Another Show Based On George R. R. Martin Books Is Coming To TV
If you’re worrying about what to do with your life once Game of Thrones ends, worry no longer. Another George R. R. Martin book series is coming to a TV screen near you. Martin announced the news Saturday in a LiveJournal post, revealing that a) Wild Cards has been optioned for TV by Universal Cable Productions, the producers of sci-fi/fantasy dramas such as Mr. Robot and The Magicians and b) people are still using LiveJournal in 2016.
Unlike A Song of Ice and Fire, the still-unfinished book series on which Game of Thrones is based, the Wild Cards series isn’t solely written by Martin. Instead, the books are written by multiple authors but edited by Martin and his co-editor, Melinda M. Snodgrass, sort of like content curation for a shared universe.
As for what the books are about… I’ll let Martin tell you, although it might not make a huge amount of sense. From his LiveJournal: “The shared world of the Wild Cards diverged from our own on September 15, 1946 when an alien virus was released in the skies over Manhattan, and spread across an unsuspecting Earth. Of those infected, 90% died horribly, drawing the black queen, 9% were twisted and deformed into jokers, while a lucky 1% became blessed with extraordinary and unpredictable powers and became aces.”

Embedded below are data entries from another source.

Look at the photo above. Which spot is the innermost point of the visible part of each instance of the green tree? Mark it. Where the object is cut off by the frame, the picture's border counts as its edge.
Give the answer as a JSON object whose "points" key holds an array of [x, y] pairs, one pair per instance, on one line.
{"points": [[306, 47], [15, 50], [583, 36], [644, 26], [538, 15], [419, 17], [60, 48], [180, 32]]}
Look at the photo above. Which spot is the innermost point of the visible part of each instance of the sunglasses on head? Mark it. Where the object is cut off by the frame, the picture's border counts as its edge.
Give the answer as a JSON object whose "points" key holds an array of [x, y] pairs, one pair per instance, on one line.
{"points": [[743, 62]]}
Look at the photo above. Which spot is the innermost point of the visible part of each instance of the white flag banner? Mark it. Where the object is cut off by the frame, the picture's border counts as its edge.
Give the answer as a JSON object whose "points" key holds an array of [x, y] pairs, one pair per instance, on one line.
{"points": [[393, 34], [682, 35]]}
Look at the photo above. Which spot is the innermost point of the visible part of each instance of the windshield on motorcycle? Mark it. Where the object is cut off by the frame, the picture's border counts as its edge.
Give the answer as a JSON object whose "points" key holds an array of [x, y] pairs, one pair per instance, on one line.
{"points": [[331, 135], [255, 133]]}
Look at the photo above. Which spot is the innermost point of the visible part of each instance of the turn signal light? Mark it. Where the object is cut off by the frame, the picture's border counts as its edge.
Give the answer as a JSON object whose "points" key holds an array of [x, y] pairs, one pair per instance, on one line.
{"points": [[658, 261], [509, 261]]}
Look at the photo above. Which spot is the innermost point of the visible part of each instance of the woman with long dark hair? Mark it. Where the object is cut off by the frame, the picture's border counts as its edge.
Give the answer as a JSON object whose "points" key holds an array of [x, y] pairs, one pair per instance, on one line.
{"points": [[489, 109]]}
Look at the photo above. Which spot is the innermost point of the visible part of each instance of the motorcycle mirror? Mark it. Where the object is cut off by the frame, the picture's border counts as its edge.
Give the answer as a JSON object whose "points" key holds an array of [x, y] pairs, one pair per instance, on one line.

Wait, does Martin know there are two black queens in a deck of cards?
Martin won’t be directly involved with the show, leaving Snodgrass and producer Gregory Noveck in charge of getting it from acquisition to production. Hopefully this will give him some time to finish A Song of Ice and Fire already.
The lack of any timescale for the conclusion of ASOIAF (as many fans call it) has become something of a running joke. There’s a blog called “Finish the Book, George” urging him to finish book six of ASOIAF; the last post went up more than four years ago, and he still hasn’t finished the book between then and now. Even major mainstream publications are trying to figure out what it’ll take for him to finish the damn books, with Esquire suggesting that he could finish them by 2023 if he just sat down and wrote a few pages every day.
Luckily for Wild Cards, its shared universe setup means that other authors can come in to make sure stories get finished. Let’s just hope the adaptation follows through and actually gets to the screen; Martin’s fans have spent enough time waiting for things to happen.